Des modifications des plans locaux d'urbanisme sont pressenties parmi lesquelles une nouvelle rédaction pour un article 11 repensé au sein d'un thème « formes urbaines », duquel disparaissent toutes références à « l'aspect extérieur des constructions » et la « protection des éléments de paysage » art. 11 PLU actuels, pour être remplacées par la « relation des constructions à l'espace public », et la « qualité du rapport des constructions neuves à l'existant ». Cette évolution sensible de la rédaction de l'article nous semble lourde de conséquences sur la qualité des espaces et la sécurité juridique des projets, la notion initiale d’intérêt public de l'environnement bâti et paysager déviant par cette réforme vers une appréhension nouvelle du rapport entre espace public et privé (l’intérêt privé prenant dans ce contexte un sens marqué).
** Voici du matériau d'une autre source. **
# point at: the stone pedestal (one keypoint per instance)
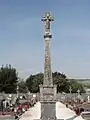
(48, 102)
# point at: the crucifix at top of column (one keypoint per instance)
(47, 18)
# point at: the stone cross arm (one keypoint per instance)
(47, 18)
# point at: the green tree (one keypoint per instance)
(34, 81)
(75, 86)
(60, 79)
(8, 79)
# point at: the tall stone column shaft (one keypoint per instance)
(47, 63)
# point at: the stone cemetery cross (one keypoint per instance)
(70, 89)
(48, 91)
(47, 18)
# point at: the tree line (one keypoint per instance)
(9, 81)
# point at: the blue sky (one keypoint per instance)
(21, 36)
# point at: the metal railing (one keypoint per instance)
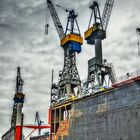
(128, 76)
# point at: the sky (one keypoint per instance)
(23, 43)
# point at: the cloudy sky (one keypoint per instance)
(23, 43)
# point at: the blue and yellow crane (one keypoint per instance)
(71, 42)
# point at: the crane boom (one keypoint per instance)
(56, 20)
(106, 13)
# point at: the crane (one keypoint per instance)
(38, 121)
(97, 67)
(71, 42)
(138, 39)
(17, 115)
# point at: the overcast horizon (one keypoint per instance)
(23, 43)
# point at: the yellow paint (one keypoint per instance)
(88, 32)
(71, 37)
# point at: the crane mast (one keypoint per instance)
(97, 67)
(71, 42)
(107, 13)
(17, 116)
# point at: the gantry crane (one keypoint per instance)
(17, 115)
(97, 69)
(38, 121)
(71, 42)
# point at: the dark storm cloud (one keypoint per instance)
(22, 43)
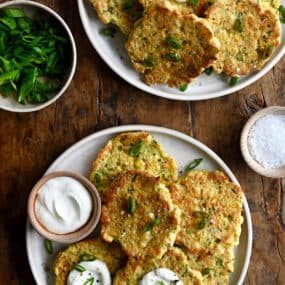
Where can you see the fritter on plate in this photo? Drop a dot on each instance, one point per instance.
(211, 211)
(123, 13)
(110, 253)
(247, 33)
(131, 151)
(170, 47)
(174, 259)
(139, 214)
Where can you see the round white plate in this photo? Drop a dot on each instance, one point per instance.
(183, 148)
(112, 51)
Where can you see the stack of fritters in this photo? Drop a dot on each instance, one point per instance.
(189, 225)
(173, 41)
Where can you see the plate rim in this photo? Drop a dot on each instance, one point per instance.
(166, 131)
(180, 97)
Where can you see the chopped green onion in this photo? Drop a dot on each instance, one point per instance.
(108, 32)
(233, 81)
(183, 87)
(201, 225)
(173, 43)
(13, 12)
(194, 164)
(238, 25)
(173, 56)
(135, 149)
(87, 257)
(282, 14)
(128, 4)
(79, 268)
(48, 246)
(208, 70)
(132, 205)
(205, 271)
(149, 62)
(89, 281)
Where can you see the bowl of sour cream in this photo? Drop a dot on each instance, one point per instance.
(64, 207)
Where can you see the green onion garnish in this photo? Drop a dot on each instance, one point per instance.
(89, 281)
(282, 14)
(238, 25)
(183, 87)
(108, 32)
(233, 81)
(194, 164)
(208, 71)
(135, 149)
(173, 43)
(87, 257)
(173, 56)
(149, 62)
(48, 246)
(79, 268)
(132, 205)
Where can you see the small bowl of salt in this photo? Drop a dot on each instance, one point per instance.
(263, 142)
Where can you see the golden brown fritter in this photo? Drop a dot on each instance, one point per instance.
(123, 13)
(247, 33)
(131, 151)
(110, 253)
(211, 211)
(170, 47)
(140, 215)
(174, 260)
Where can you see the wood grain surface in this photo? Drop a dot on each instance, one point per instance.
(97, 99)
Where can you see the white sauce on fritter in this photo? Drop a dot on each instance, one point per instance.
(63, 205)
(164, 275)
(93, 272)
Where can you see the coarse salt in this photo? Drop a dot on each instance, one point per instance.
(266, 141)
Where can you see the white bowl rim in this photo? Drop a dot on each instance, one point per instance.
(181, 97)
(74, 54)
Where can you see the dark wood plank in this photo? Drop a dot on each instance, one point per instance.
(97, 99)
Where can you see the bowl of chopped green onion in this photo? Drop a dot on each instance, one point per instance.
(37, 56)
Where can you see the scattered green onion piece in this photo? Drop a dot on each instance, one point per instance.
(87, 257)
(238, 25)
(173, 43)
(13, 12)
(282, 14)
(208, 70)
(108, 32)
(149, 62)
(89, 281)
(128, 4)
(48, 246)
(205, 271)
(194, 164)
(132, 205)
(173, 56)
(79, 268)
(201, 225)
(183, 87)
(233, 81)
(135, 149)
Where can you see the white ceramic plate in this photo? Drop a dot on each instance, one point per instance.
(204, 87)
(183, 148)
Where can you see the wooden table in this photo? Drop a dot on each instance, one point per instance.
(98, 99)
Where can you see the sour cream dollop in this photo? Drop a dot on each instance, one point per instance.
(96, 272)
(63, 205)
(160, 275)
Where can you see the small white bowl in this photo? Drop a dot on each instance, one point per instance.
(79, 234)
(252, 163)
(10, 103)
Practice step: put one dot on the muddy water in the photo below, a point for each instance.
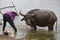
(26, 33)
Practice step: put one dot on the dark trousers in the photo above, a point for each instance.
(7, 18)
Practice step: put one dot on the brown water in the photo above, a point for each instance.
(26, 33)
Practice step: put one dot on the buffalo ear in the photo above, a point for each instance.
(22, 19)
(32, 14)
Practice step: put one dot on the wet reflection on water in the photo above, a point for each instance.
(41, 34)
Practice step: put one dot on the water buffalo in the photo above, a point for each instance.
(38, 17)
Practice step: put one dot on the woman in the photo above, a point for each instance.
(9, 17)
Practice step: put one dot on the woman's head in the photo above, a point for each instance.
(15, 13)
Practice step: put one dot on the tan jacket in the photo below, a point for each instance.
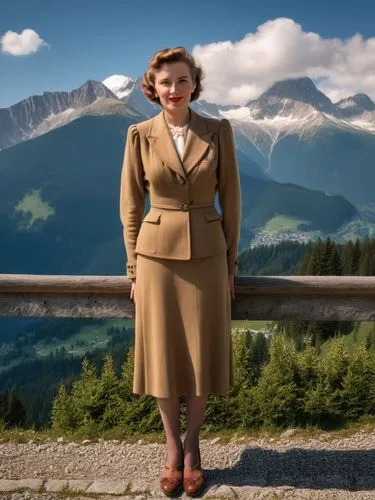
(182, 222)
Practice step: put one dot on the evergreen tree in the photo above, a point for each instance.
(16, 412)
(356, 258)
(334, 263)
(358, 393)
(348, 258)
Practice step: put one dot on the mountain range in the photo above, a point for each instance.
(300, 156)
(293, 132)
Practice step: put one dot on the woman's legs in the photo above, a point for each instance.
(170, 414)
(196, 406)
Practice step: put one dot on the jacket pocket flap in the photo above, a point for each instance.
(209, 216)
(152, 217)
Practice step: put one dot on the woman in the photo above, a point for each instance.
(182, 256)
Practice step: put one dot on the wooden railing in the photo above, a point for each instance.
(343, 298)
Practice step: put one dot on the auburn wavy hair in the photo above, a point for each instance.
(177, 54)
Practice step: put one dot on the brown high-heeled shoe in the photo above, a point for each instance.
(173, 484)
(194, 479)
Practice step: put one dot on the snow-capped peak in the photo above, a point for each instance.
(120, 85)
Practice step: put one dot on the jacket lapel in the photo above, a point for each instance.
(196, 144)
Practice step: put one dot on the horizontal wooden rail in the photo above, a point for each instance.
(343, 298)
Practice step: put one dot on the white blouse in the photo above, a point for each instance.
(179, 135)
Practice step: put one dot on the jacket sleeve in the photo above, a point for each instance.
(132, 197)
(229, 192)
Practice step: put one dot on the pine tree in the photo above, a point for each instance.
(358, 383)
(356, 258)
(348, 258)
(16, 412)
(334, 263)
(276, 397)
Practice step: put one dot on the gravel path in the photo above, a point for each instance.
(288, 467)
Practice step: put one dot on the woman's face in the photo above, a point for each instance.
(174, 85)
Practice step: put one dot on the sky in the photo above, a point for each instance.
(243, 46)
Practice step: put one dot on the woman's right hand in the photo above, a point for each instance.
(132, 290)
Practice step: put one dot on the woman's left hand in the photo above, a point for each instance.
(231, 285)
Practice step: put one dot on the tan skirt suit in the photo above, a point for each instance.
(181, 253)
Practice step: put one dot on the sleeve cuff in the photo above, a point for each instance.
(233, 267)
(131, 270)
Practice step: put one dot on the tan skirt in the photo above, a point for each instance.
(183, 344)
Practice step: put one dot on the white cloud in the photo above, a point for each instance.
(239, 71)
(21, 44)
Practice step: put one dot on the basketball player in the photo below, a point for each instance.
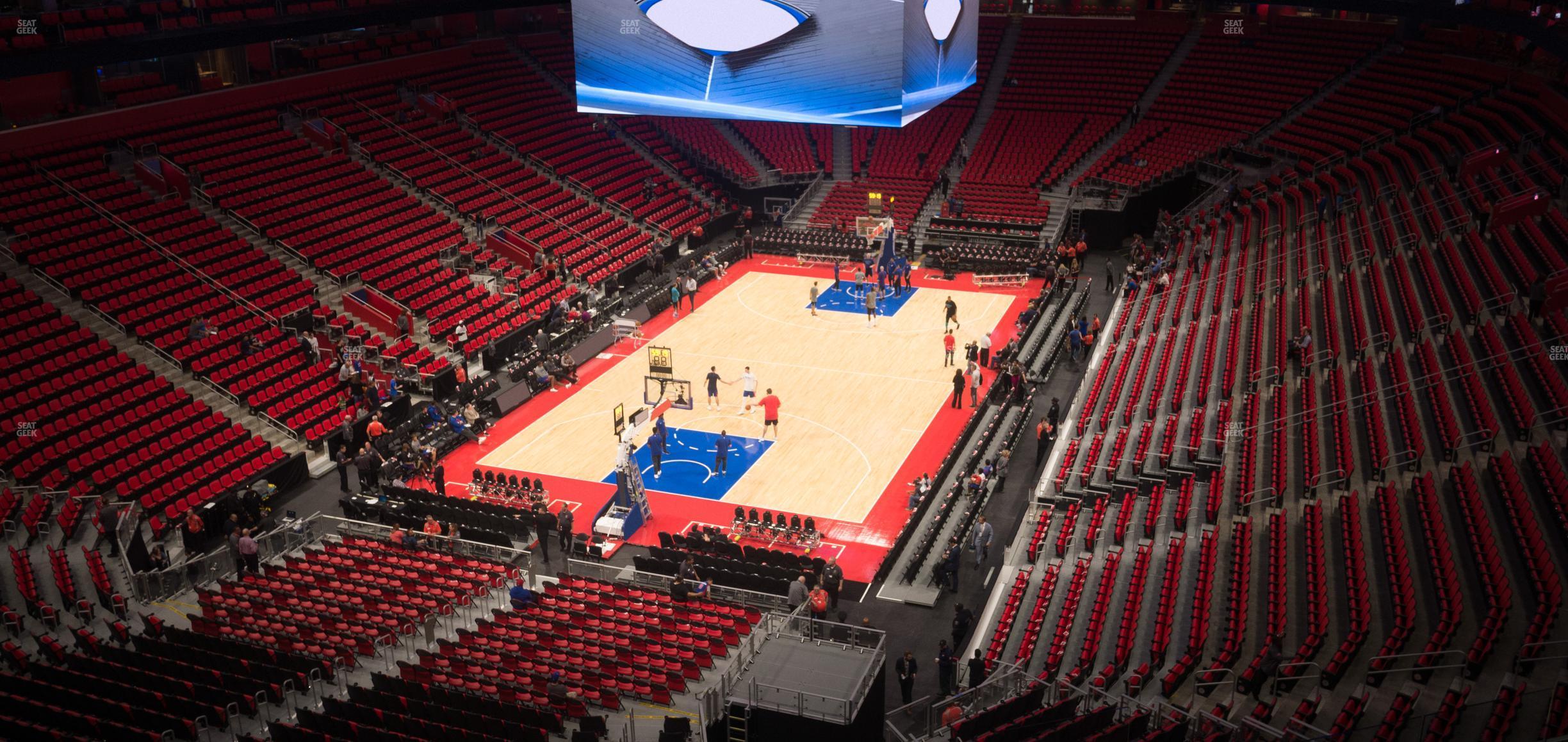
(748, 388)
(722, 452)
(712, 386)
(771, 415)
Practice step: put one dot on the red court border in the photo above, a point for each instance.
(865, 543)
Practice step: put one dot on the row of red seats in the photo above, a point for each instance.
(1237, 604)
(1401, 586)
(1037, 615)
(1166, 611)
(1484, 552)
(1316, 592)
(1128, 631)
(1444, 576)
(1359, 593)
(788, 148)
(1545, 579)
(1068, 615)
(1198, 625)
(1097, 617)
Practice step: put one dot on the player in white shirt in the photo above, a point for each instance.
(748, 390)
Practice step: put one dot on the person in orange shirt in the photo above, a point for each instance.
(375, 429)
(771, 413)
(432, 529)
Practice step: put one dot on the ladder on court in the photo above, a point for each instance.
(634, 488)
(739, 722)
Sur ce même sujet, le projet de réforme propose la création d'un fonds national d'aide à la réalisation des PLU. Il nous semblerait opportun de prolonger cette réflexion par une mesure encore plus incitative en faveur des PLU intercommunaux, qui sont, à notre sens, incontournables pour une bonne mise en adéquation des objectifs des PLH, avec leur déclinaison sous la forme du projet intercommunal (PLU) doté des outils fonciers nécessaires à l'atteinte de ces objectifs de production. Encore une fois, il semble urgent dans le contexte actuel de réorienter ces systèmes d'aides vers les secteurs ruraux, ou péri-urbains, où encore trop peu d'EPCI sont aujourd'hui dotés de la compétence urbanisme.